1964 picture book by Rieko Nakagawa

Sora Iro no Tane (そらいろのたね) is a 1964 Japanese children's picture book by Rieko Nakagawa and illustrated by Yuriko Ōmura. It was serialized by Fukuin Kanshoten in their Kodomo no Tomo (こどものとも) magazine in 1964, and then published as a book in 1967. Since being published in the magazine, it has been in continuous publication and had sold over a 1.7 million copies in Japan by 2010.

==Plot==
One day, a young boy named Yuuji was playing with his favorite model airplane when a fox asked him to trade the airplane for the fox's treasured "blue seed". Yuuji planted the seed in his garden and watered it. The next morning, it had grown into a small toy-like blue house. Yuuji chanted, "Grow bigger!" while continuing to take care of it. Before long, it had grown bigger and a small chick started living in it, saying, "This is my house!"

The house continued growing bigger and bigger. A cat and a pig took up residence there as well. Yuuji's friends all came over and had a great time in the house. Soon, all kinds of forest animals and neighborhood kids came to the house as it grew larger and larger.

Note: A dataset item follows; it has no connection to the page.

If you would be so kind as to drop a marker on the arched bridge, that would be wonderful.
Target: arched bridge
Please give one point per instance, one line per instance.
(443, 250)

When the house had grown really large, the fox came by and was astonished at how large the house had grown. He told Yuuji he would like to return the model airplane and take back the house. So, all the animals and children in the house left.

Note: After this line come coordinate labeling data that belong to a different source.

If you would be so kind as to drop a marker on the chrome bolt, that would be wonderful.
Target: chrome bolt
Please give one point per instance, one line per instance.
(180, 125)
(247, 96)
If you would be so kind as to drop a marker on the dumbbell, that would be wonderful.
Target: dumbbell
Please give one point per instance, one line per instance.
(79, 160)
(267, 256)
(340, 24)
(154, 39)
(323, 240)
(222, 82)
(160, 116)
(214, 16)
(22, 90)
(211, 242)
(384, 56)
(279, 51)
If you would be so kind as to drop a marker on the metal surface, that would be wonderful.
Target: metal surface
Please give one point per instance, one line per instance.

The fox entered the house by himself and quickly locked all the doors and windows. Yuuji said, "Oh no! The sun is going to crash into the house!" The sun did just that, causing the house to crumble and disappear. After that, the fox collapsed in a faint where the seed had been planted.

==Publication==
Sora Iro no Tane was originally published in the children's magazine Kodomo no Tomo (こどものとも) in 1964 by Fukuin Kanshoten. The story was then published in hardcover by Fukuin Kanshoten in 1967, and it has been in continuous publication since then. As of 2010, the book had sold over 1.7 million copies in Japan.

==Reception==
The Tokyo Children's Library stated that "this picture book will be enjoyed by daydreaming young children."

==Television animation==

As part of the 40th anniversary of Nippon Television, three 30-second short episodes based on Sora Iro no Tane were created by Studio Ghibli. The episodes were directed by Hayao Miyazaki, with music created by Shigeru Nagata. All three episodes aired on December 23, 1992.

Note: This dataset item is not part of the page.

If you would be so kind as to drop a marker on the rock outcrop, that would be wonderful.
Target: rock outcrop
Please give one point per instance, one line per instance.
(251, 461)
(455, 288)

In addition to the television airing, the films were shown in conjunction with screenings of Studio Ghibli's television film Ocean Waves at The Seventh Art Theater in Osaka from October 9–22, 1993, at the Yamagata Forum in Yamagata from November 13–26 that same year, and at the Nakano Musashino Hall in Tokyo from December 25, 1993 to January 14, 1994.

These episodes were collected and released as part of the Everything Ghibli Special: Short Short (ジブリがいっぱいSpecial ショートショート, Jiburi ga Ippai Supesharu Shōto Shōto) DVD in November 2005.

===Key staff list===
The filming was done at Studio Cosmos. The following key staff were involved in the production:
- Producers: Yasuyoshi Tokuma, Yoshio Sasaki
- Director: Hayao Miyazaki
- Storyboards, Animation Director: Yoshifumi Kondō
- Music: Shigeru Nagata
- Key Animation: Yoshiharu Satō, Sachiko Sugino
- Color Designer: Michiyo Yasuda
- Director of Photography: Hisao Shirai

===Anime reception===
Stig Høgset of THEM Anime Reviews called the animation "smooth" with a "fairly simply [art style]", "like something you'd find in a children's book."